The balanced chemical equation for water's self-ionization reaction looks like this

#2"H"_2"O"_text((l]) rightleftharpoons "H"_3"O"_text((aq])^(+) + "OH"_text((aq])^(-)#

The equilibrium constant for this reaction would look like this

#K_(eq) = ( ["H"_3"O"^(+)] * ["OH"^(-)])/(["H"_2"O"]^2)#

Now, when dealing with dilute aqueous solutions, the concentration of water can be thought of as being constant.
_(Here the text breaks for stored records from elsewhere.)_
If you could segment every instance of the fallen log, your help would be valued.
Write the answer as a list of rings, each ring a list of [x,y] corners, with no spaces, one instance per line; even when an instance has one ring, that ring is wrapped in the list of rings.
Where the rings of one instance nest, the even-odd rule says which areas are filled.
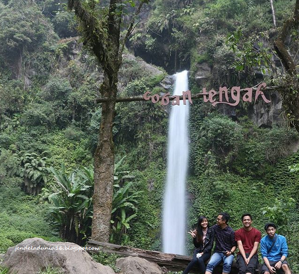
[[[109,243],[97,242],[90,240],[87,243],[87,247],[101,248],[95,250],[88,250],[90,253],[98,253],[104,252],[110,254],[117,254],[124,257],[132,256],[139,257],[148,261],[155,262],[160,266],[165,266],[169,270],[181,271],[184,270],[190,261],[192,259],[190,256],[183,256],[176,254],[163,253],[153,250],[147,250],[135,247],[130,247],[123,245],[118,245]],[[199,273],[198,268],[194,268],[192,270],[194,273]],[[216,267],[213,274],[221,274],[222,266],[218,266]],[[236,263],[234,262],[231,271],[231,274],[237,274],[238,268]]]

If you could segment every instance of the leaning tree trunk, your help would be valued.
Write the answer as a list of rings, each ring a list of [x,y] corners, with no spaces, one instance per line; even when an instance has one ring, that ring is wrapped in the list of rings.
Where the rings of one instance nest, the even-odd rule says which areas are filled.
[[[288,51],[285,43],[290,31],[297,29],[299,26],[299,0],[296,0],[293,16],[282,26],[274,42],[277,55],[287,71],[283,85],[288,87],[280,90],[282,106],[286,118],[291,126],[299,132],[299,80],[297,77],[296,64]]]
[[[276,20],[275,16],[275,10],[274,9],[274,5],[273,5],[273,0],[270,0],[270,4],[271,5],[271,11],[272,12],[272,18],[273,19],[273,25],[274,27],[276,27]]]
[[[92,236],[95,240],[108,242],[112,208],[114,172],[114,145],[112,128],[115,116],[117,81],[110,85],[106,73],[101,95],[109,101],[102,104],[98,144],[94,153],[94,191]],[[117,74],[116,75],[117,79]]]

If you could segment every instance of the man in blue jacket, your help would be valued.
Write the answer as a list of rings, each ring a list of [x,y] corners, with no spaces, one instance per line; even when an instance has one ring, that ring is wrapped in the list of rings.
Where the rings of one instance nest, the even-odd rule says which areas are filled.
[[[281,269],[285,274],[291,274],[287,262],[287,245],[285,238],[275,233],[276,227],[273,223],[265,225],[267,235],[261,240],[261,253],[264,263],[262,274],[273,274]]]

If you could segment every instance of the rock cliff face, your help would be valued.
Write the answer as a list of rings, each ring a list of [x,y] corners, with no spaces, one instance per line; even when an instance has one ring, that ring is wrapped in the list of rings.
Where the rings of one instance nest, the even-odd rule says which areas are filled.
[[[211,82],[213,78],[213,68],[208,63],[196,65],[194,79],[198,87],[203,88]],[[213,87],[217,91],[219,87]],[[256,104],[253,103],[248,105],[248,117],[258,127],[271,127],[274,123],[281,124],[283,122],[281,113],[282,102],[279,95],[277,92],[265,93],[266,97],[271,101],[266,103],[262,100],[258,101]],[[247,104],[247,103],[245,103]],[[238,119],[238,107],[228,105],[219,105],[217,108],[220,112],[236,120]]]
This means that you can write

#overbrace(K_(eq) * ["H"_2"O"]^(2))^(color(blue)(K_W)) = ["H"_3"O"^(+)] * ["OH"^(-)]#

This expression, #K_(eq) * ["H"_2"O"]^2#, is called water's self-ionization constant, or water's ion product constant.

Now, you know that this constant is equal to #5.5 * 10^(-14)# at #50^@"C"#. Since the self-ionization reaction produces equal number of moles of hydronium and hydroxide ions, you can say that #x# represents the molarity of these species in aqueous solution.
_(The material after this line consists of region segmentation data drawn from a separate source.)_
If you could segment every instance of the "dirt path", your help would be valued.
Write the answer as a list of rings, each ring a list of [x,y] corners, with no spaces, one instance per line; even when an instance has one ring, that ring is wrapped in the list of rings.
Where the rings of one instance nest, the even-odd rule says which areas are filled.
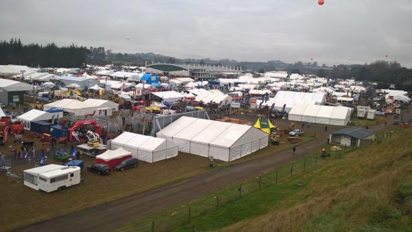
[[[404,115],[404,117],[406,118]],[[390,119],[391,117],[388,117],[388,129],[392,126],[389,123],[391,121]],[[407,119],[411,119],[411,115]],[[295,155],[292,155],[290,148],[287,148],[179,183],[35,224],[19,231],[104,231],[116,229],[131,220],[141,219],[161,209],[191,200],[201,195],[258,175],[268,169],[312,154],[314,149],[326,143],[329,132],[335,129],[333,126],[328,126],[328,132],[325,132],[324,127],[325,125],[313,125],[312,130],[316,128],[318,131],[317,138],[297,146]],[[384,128],[384,124],[370,127],[375,131]]]

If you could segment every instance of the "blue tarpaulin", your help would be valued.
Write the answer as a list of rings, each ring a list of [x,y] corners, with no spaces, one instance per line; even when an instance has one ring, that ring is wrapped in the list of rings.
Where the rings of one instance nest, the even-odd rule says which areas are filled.
[[[140,82],[142,83],[146,83],[154,85],[153,84],[159,84],[159,77],[154,74],[146,73],[140,78]]]

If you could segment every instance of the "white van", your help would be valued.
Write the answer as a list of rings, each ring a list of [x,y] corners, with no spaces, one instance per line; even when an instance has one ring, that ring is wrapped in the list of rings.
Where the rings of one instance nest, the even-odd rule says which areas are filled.
[[[50,166],[52,165],[52,166]],[[80,167],[48,165],[24,171],[24,184],[36,190],[63,190],[80,183]]]

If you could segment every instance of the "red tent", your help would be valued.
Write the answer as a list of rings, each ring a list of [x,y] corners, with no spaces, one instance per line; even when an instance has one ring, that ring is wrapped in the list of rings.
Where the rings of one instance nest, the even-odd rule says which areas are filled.
[[[115,150],[108,150],[104,153],[96,156],[95,163],[108,165],[113,169],[122,161],[132,158],[132,153],[119,148]]]

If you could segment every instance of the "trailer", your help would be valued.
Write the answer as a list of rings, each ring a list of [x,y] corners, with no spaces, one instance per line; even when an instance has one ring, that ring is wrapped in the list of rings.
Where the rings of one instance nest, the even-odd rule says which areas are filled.
[[[56,139],[67,137],[69,135],[69,128],[59,125],[50,127],[50,133]]]
[[[50,164],[24,170],[24,185],[45,192],[61,191],[80,183],[80,167]]]
[[[30,123],[30,131],[39,135],[50,134],[50,127],[53,126],[53,124],[44,121],[32,121]]]
[[[375,115],[376,115],[376,110],[369,110],[367,111],[367,115],[366,118],[369,120],[374,120]]]
[[[362,118],[363,119],[363,118],[365,117],[365,116],[366,116],[367,113],[367,111],[365,111],[365,110],[358,110],[358,113],[357,113],[356,116],[358,118]]]

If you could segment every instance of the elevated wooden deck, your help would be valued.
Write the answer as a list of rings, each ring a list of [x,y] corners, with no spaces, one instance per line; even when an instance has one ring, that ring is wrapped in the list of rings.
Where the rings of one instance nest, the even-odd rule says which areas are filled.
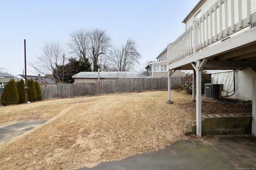
[[[255,0],[220,0],[195,18],[193,25],[168,45],[169,70],[193,69],[191,63],[205,59],[204,69],[230,69],[230,65],[256,67],[250,61],[256,60],[256,29],[251,28],[256,22],[256,9],[251,6]],[[236,10],[234,1],[238,3]]]
[[[194,70],[192,96],[196,101],[198,137],[202,135],[202,71],[214,69],[252,71],[252,134],[256,136],[256,27],[252,26],[256,22],[256,7],[251,6],[256,1],[219,0],[202,16],[195,18],[192,25],[168,45],[169,78],[174,70]],[[170,84],[170,81],[169,78]],[[196,87],[199,94],[196,99]],[[169,85],[167,103],[172,103]]]

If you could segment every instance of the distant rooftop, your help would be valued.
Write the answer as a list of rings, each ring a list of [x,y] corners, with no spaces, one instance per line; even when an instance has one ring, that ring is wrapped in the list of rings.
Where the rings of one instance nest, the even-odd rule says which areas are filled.
[[[22,77],[23,78],[25,79],[25,75],[19,74],[20,76]],[[27,80],[30,80],[32,78],[34,81],[36,81],[40,84],[44,84],[45,83],[44,81],[45,80],[45,83],[48,84],[54,84],[56,83],[54,82],[52,80],[52,78],[49,78],[49,75],[41,76],[40,75],[38,76],[30,76],[27,75]],[[52,76],[52,77],[53,76]]]
[[[9,82],[11,78],[14,78],[15,82],[19,80],[19,78],[8,73],[0,73],[0,81],[1,82]]]
[[[72,78],[98,78],[97,72],[81,72],[72,76]],[[147,71],[103,72],[100,72],[101,78],[140,78],[152,77]]]

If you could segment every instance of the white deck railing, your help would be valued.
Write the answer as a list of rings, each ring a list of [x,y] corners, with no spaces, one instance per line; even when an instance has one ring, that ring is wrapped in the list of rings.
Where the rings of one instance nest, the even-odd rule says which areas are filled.
[[[255,7],[251,5],[255,1],[219,0],[200,18],[195,18],[192,25],[168,46],[168,64],[256,22]]]

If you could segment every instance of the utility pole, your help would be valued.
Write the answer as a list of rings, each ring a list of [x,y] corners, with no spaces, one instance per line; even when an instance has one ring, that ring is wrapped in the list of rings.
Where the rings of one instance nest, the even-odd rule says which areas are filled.
[[[25,103],[28,103],[28,86],[27,86],[27,66],[26,60],[26,39],[24,39],[24,51],[25,56]]]
[[[64,80],[64,59],[65,59],[65,54],[63,54],[63,66],[62,66],[62,84]]]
This means that you can write

#K_W = x * x = x^2#

In your case, you would have

#5.5 * 10^(-14) = x^2 implies x= sqrt(5.5 * 10^(-14)) = 2.35 * 10^(-7)#

Therefore,

#["H"_3"O"^(+)] = ["OH"^(-)] = color(green)(2.35 * 10^(-7)"M")#

As an interesting comment, the pH of water at this temperature would be

#"pH" = - log( ["H"_3"O"^(+)])#

#"pH" = - log( 2.35 * 10^(-7)) = 6.63#

The important thing to realize here is that the water would still be neutral because you have equal concentrations of hydronium and hydroxide ions.